Taylor Series Expansion for $\frac1{(1+z^2)}$

Question

Given $f(z) = \frac{1}{1+z^2}$, I want to find the Taylor series of $f(z)$ about $z_0 = 0$. Intuitively, and based on the formation of a standard power series I have $f(z) = \sum (-1)^n(z^2)^n$. What I need now is to find the power series for $(\frac{1}{1+z^2})^2$ and $(\frac{1}{1+z^2})^3$. I assume I'll need to use partial fractions here but I'm a little stuck at the start.

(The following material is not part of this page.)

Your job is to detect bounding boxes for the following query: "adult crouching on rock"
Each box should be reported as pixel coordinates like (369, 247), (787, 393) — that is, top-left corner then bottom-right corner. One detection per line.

Tips would be appreciated.

Answer 1

$$1/(1+z^2) = \sum_{n=0}^\infty z^{2n} (-1)^n$$

$$1/(1+z^2)^2 = \sum_{n=0}^\infty (z+1)z^{2n} (-1)^n$$

Answer 2

Hint: the derivative of $$ x\to \frac1{1+x^2} $$ is$$x\to -2x\times \frac{1}{(1+x^2)^2} $$

and the derivative of $$ x\to \frac1{(1+x^2)^2} $$ is$$x\to -2\times 2x\frac{1}{(1+x^2)^3} $$

Answer 3

Let $$\frac{1}{(1+z^2)^2}=\sum_{n=0}^{\infty}a_nz^n$$ then:

$$(1+z^2)\frac{1}{(1+z^2)^2}=(1+z^2)\sum_{n=0}^{\infty}a_nz^n=\sum_{n=0}^{\infty}a_nz^n+a_nz^{n+2}$$

You can write it also as (let $a_{-1}=a_{-2}=0$):

$$\sum_{n=0}^{\infty}a_nz^n+a_nz^{n+2}=\sum_{n=0}^{\infty}(a_n+a_{n-2})z^n$$

But you know that

$$\frac{1}{(1+z^2)}=\sum_{n=0}^{\infty}a_nz^n+a_nz^{n+2}=\sum_{n=0}^{\infty}b_nz^n$$

So finally you have $b_n=a_{n}+a_{n-2}$.